A similar patch of floating plastic debris is found in the Atlantic Ocean, called the North Atlantic garbage patch.
It is thought that, like other areas of concentrated marine debris in the world's oceans, the Great Pacific garbage patch formed gradually as a result of ocean or marine pollution gathered by oceanic currents. The garbage patch occupies a large and relatively stationary region of the North Pacific Ocean bound by the North Pacific Gyre (a remote area commonly referred to as the horse latitudes). The gyre's rotational pattern draws in waste material from across the North Pacific Ocean, including coastal waters off North America and Japan. As material is captured in the currents, wind-driven surface currents gradually move floating debris toward the center, trapping it in the region.
- Some of these long-lasting plastics end up in the stomachs of marine birds and animals, and their young, including sea turtles and the Black-footed Albatross. Midway Atoll receives substantial amounts of marine debris from the patch. Of the 1.5 million Laysan Albatrosses that inhabit Midway, nearly all are found to have plastic in their digestive system. Approximately one-third of their chicks die, and many of those deaths are due to being fed plastic from their parents. Twenty tons of plastic debris washes up on Midway every year with five tons of that debris being fed to Albatross chicks.
- Besides the particles' danger to wildlife, on the microscopic level the floating debris can absorb organic pollutants from seawater, including PCBs, DDT, and PAHs. Aside from toxic effects, when ingested, some of these are mistaken by the endocrine system as estradiol, causing hormone disruption in the affected animal.

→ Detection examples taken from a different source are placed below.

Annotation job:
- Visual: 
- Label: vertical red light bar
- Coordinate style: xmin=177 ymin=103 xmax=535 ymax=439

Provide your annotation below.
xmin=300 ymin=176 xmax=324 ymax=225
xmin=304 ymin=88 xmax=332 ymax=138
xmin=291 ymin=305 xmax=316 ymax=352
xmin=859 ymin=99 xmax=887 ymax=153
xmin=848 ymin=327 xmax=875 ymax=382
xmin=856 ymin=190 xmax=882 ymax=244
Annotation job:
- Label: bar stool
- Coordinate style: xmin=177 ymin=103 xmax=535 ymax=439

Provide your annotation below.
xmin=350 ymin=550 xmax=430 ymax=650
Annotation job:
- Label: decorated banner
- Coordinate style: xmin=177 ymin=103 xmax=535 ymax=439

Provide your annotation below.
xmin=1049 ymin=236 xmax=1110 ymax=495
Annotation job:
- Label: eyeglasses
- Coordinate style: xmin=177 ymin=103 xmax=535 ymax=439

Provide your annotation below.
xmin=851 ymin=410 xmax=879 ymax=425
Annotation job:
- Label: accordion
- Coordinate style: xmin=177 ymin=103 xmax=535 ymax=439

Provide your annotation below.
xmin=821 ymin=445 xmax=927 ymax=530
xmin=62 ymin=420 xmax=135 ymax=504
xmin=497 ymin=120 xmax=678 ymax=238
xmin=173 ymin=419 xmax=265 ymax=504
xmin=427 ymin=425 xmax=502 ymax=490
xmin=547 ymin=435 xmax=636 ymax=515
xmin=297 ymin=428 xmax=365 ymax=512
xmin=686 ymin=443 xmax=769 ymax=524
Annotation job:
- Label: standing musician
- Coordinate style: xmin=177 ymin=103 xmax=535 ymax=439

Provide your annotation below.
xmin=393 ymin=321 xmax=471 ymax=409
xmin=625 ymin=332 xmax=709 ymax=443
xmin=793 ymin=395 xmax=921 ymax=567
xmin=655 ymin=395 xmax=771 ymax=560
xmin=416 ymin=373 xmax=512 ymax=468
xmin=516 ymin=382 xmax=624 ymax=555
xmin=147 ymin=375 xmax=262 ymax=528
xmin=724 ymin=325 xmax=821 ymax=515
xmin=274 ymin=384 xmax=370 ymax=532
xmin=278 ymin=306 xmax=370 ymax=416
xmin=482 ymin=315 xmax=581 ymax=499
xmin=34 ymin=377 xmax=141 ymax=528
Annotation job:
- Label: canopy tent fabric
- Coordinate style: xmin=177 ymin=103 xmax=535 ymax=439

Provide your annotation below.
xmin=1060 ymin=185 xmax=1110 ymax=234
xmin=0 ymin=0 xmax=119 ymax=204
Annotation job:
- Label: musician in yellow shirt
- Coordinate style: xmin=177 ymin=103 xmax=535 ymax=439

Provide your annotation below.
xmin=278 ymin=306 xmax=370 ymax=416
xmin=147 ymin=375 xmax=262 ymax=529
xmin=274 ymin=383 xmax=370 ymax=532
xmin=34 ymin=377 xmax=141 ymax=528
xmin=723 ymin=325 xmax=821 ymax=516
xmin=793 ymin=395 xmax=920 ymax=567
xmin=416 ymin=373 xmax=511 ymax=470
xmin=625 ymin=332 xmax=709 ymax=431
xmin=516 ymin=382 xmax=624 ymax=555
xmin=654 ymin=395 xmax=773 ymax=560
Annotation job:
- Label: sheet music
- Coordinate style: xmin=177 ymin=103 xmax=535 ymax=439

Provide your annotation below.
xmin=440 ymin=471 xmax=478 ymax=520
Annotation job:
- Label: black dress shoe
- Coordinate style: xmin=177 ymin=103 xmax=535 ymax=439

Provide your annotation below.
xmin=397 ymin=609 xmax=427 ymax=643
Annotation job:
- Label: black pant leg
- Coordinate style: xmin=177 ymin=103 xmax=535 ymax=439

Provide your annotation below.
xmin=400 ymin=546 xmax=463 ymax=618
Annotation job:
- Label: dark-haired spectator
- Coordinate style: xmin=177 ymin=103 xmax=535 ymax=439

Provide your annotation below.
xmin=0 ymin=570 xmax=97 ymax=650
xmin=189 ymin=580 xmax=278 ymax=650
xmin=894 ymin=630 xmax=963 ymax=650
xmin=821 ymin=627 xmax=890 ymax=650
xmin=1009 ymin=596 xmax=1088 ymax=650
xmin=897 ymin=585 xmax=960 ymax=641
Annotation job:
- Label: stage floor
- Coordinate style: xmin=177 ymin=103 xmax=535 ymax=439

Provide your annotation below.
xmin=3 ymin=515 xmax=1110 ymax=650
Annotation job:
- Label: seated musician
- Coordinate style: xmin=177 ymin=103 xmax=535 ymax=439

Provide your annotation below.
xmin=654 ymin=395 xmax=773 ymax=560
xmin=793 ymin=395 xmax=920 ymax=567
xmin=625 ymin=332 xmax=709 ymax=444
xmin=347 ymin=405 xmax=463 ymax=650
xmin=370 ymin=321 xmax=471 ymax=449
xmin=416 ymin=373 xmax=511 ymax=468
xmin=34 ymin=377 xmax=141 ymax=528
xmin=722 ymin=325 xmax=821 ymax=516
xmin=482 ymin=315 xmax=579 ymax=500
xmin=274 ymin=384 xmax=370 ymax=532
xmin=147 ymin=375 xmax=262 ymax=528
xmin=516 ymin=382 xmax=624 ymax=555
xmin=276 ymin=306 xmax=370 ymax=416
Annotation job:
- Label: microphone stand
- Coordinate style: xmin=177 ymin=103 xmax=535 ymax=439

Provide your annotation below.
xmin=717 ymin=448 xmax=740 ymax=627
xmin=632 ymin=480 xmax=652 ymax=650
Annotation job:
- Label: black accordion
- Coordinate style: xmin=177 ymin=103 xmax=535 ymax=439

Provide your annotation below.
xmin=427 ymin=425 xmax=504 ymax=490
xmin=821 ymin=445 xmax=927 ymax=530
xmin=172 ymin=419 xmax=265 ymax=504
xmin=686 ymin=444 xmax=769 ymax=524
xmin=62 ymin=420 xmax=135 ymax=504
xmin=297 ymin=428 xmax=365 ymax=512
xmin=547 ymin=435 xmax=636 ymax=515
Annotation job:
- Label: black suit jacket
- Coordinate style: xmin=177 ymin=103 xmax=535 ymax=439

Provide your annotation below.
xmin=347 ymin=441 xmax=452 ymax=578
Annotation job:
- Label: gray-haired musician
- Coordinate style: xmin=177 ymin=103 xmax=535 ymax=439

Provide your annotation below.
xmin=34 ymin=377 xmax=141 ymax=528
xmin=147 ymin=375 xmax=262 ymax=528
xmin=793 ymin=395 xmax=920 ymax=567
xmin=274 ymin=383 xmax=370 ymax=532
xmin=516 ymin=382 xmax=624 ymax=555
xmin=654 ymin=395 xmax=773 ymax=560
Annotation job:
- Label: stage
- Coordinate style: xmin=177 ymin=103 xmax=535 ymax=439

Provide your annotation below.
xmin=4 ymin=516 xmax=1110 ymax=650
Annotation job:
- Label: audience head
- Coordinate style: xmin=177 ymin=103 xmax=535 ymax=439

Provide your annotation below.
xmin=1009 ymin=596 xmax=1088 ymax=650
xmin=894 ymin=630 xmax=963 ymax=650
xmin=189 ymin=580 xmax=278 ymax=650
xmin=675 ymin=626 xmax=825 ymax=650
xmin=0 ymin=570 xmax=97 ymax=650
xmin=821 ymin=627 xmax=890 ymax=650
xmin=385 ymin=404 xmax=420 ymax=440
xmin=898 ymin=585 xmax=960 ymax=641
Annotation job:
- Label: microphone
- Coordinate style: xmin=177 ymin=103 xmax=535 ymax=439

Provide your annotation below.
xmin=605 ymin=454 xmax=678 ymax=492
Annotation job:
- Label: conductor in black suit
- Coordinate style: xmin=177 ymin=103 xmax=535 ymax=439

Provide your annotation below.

These toxin-containing plastic pieces are also eaten by jellyfish, which are then eaten by larger fish.
- Many of these fish are then consumed by humans, resulting in their ingestion of toxic chemicals.

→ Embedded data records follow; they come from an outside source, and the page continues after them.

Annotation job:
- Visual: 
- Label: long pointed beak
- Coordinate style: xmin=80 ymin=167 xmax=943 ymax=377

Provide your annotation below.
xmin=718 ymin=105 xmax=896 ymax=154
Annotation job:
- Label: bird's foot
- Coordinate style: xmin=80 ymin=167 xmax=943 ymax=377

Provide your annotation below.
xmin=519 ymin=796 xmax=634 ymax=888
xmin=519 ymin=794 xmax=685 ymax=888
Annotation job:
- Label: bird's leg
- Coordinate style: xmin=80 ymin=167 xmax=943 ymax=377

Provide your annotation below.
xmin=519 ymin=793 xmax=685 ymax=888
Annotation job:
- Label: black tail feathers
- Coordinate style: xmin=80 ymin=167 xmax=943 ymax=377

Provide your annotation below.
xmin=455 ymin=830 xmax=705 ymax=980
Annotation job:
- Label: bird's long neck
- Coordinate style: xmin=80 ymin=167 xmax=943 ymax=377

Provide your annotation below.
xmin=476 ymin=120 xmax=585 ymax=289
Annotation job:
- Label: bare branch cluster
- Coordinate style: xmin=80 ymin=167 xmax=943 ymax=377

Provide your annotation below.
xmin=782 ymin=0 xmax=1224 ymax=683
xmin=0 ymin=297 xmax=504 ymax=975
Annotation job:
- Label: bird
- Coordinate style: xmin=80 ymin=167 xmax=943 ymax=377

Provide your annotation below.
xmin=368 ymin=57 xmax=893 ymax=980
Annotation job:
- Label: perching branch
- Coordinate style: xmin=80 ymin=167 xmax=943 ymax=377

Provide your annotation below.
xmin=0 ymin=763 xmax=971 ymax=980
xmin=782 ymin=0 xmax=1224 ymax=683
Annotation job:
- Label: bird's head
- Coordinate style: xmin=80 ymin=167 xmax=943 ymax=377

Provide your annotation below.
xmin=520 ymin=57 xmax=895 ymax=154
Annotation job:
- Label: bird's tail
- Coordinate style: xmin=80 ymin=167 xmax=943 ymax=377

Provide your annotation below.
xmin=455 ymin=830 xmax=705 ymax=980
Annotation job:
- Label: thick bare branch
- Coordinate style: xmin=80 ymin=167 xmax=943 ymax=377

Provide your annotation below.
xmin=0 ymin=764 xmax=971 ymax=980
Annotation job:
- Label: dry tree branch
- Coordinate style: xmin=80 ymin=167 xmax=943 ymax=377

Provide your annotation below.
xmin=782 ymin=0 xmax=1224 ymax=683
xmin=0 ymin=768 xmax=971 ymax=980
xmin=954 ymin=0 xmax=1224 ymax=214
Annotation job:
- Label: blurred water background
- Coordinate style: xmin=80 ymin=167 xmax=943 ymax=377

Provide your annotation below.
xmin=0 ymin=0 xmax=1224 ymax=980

- Marine plastics also facilitate the spread of invasive species that attach to floating plastic in one region and drift long distances to colonize other ecosystems.
- On the macroscopic level, the physical size of the plastic kills fish, birds and turtles as the animals' digestion can not break down the plastic that is taking up space inside their stomachs. A second effect of the macroscopic plastic is to make it much more difficult for animals to detect their normal sources of food. While eating their normal source of food plastic ingestion can be unavoidable.
- Research has shown that this plastic marine debris affects at least 267 species worldwide and a few of the 267 species reside in the North Pacific Gyre.